Smoking abstinence was defined as 7-day point prevalence abstinence (i.e., no smoking, not even a puff in the last 7 days) and continuous abstinence (i.e., no smoking for ≥ 4 weeks) prior to their last contact with SCC. Abstinence rates were compiled for the entire study population and time period. Subgroup analyses were conducted in order to test for the effect of the release of varenicline on smoking abstinence rates, to examine temporal trends in patient abstinence rates on a yearly basis, and to examine the effects of each treatment type on abstinence rates. Specifically, subgroup analyses included abstinence rates for: 1) the study population before and after February 2006, the date on which varenicline became available for use at the SCC; 2) each individual year from 2005-2008; and 3) each treatment type (varenicline, bupropion alone, NRT alone, or a combination of bupropion and NRT). Abstinence rates for each treatment type were calculated as the percentage of patients abstinent at the time of last contact out of the total number of patients who took that treatment type. Abstinence rates were calculated for treatment type such that an individual subject could be counted in two different treatment groups if they received more than one type of therapy over the study timeframe. Abstinence rates were also calculated for the total patient population using an intention-to-treat analysis for 1-month, 2-month and 3-month time points since program enrollment in which all patients who did not return for their appointments were counted as smoking.

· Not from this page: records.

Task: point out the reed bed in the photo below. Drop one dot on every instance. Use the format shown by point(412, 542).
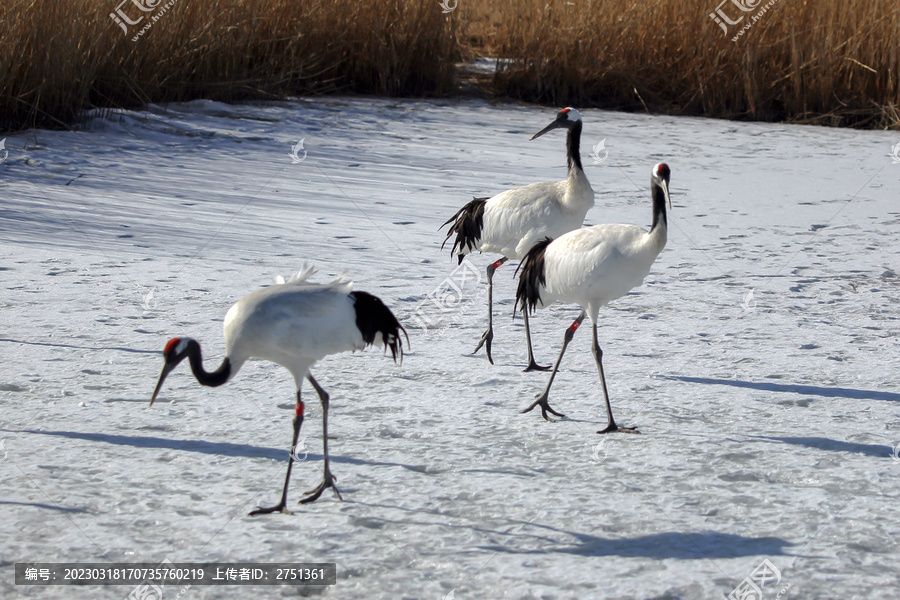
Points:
point(833, 62)
point(59, 58)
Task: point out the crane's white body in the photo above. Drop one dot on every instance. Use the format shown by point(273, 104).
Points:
point(517, 219)
point(595, 265)
point(293, 324)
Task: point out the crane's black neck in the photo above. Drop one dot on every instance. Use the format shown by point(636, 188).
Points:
point(659, 206)
point(573, 145)
point(213, 379)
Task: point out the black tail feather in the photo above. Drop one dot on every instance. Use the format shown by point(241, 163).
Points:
point(533, 276)
point(373, 317)
point(466, 224)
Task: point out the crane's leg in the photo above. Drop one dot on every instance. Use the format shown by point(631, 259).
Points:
point(328, 479)
point(542, 399)
point(611, 423)
point(282, 506)
point(488, 336)
point(532, 365)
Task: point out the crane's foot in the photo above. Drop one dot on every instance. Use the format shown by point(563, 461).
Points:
point(613, 427)
point(533, 366)
point(486, 338)
point(545, 408)
point(264, 511)
point(327, 482)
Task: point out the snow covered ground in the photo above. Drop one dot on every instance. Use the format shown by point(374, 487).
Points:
point(760, 359)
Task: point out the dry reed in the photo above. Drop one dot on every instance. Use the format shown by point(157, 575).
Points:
point(834, 62)
point(831, 62)
point(59, 58)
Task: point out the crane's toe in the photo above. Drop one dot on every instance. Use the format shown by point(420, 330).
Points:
point(327, 482)
point(545, 408)
point(533, 366)
point(486, 338)
point(614, 427)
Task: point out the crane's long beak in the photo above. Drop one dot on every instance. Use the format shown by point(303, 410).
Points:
point(665, 187)
point(167, 368)
point(549, 127)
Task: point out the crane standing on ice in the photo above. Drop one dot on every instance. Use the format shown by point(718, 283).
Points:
point(294, 323)
point(591, 267)
point(511, 222)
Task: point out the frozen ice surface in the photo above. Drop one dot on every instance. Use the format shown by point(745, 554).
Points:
point(759, 359)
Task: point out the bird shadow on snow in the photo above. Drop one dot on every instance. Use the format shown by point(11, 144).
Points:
point(674, 544)
point(46, 506)
point(833, 445)
point(806, 390)
point(119, 348)
point(203, 447)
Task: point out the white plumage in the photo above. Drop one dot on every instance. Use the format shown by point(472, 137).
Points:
point(293, 323)
point(511, 222)
point(591, 267)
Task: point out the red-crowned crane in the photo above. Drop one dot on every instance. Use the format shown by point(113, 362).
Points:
point(591, 267)
point(294, 323)
point(511, 222)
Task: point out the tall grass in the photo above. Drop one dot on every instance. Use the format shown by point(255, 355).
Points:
point(834, 62)
point(58, 58)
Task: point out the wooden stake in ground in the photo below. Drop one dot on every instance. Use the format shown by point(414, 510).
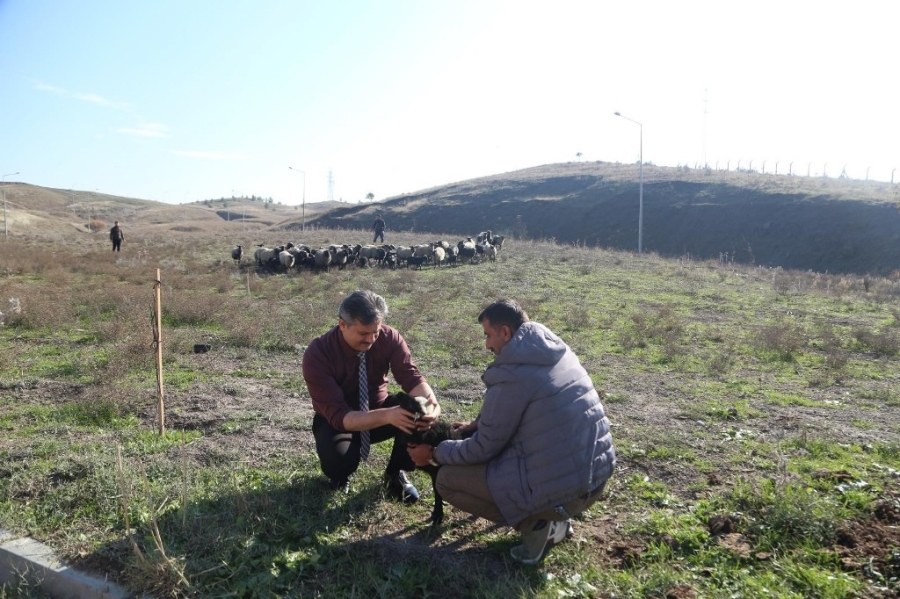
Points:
point(157, 342)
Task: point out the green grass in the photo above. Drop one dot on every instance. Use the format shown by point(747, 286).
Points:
point(732, 392)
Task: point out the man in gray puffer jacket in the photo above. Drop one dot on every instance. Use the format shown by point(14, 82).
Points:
point(541, 449)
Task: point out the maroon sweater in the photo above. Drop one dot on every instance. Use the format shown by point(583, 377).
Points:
point(331, 371)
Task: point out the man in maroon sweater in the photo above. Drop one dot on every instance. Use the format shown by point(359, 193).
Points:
point(342, 426)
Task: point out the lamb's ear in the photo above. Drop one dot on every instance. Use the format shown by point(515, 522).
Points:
point(427, 408)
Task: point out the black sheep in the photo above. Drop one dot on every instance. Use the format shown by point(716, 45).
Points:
point(439, 431)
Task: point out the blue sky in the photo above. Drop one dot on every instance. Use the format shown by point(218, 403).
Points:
point(192, 99)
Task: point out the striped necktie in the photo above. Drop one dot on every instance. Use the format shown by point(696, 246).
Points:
point(363, 405)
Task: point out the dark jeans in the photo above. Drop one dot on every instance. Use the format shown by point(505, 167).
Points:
point(339, 451)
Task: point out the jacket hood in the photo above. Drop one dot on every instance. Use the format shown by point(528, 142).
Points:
point(533, 344)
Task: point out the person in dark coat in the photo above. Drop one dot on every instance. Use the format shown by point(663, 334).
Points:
point(117, 237)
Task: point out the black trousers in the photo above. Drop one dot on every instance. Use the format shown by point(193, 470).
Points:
point(339, 450)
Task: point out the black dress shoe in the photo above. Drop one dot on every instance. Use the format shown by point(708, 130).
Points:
point(341, 485)
point(399, 486)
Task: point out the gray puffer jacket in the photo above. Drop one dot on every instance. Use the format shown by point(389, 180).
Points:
point(542, 429)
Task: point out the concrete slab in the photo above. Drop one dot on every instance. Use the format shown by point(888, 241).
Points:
point(25, 561)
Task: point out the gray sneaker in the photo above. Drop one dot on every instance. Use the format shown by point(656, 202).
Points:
point(539, 540)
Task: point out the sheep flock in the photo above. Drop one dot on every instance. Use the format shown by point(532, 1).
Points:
point(291, 256)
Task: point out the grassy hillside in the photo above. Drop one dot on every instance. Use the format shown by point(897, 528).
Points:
point(755, 413)
point(795, 222)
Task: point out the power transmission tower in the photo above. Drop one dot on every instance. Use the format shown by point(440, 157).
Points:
point(330, 186)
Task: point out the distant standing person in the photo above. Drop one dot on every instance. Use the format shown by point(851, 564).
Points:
point(378, 226)
point(117, 237)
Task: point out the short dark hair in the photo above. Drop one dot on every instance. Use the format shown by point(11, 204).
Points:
point(504, 312)
point(363, 306)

To test for demographic characteristic differences among smokers who chose different treatment plans, we conducted ANOVA analysis for continuous baseline variables (age and cigarettes smoked per day at the beginning of treatment) as well as a chi-square test for categorical variables (sex and motivation level). Although there were 5 treatment groups, there were very few people who received bupropion alone (n = 1). We restricted this analysis to patients who were only on bupropion+NRT and never switched to any other therapy (n = 5). Therefore, when comparing the other baseline variables across treatment groups, we eliminated these groups and compared the variables across the other 3 treatment groups (varenicline, NRT, and combination therapy). Combination therapy was defined as a patient who began treatment with one medication but later changed to a different medication during the course of treatment.
Yearly budgets for 2005, 2006, 2007, and 2008 were calculated based on the average cost of medication distributed to patients for that year. The average cost-per-quit was calculated by averaging the yearly cost of running the clinic by the number of patients with 7-day point prevalence smoking abstinence at their 3-month time point since program enrollment adjudicating all patients not present as smoking.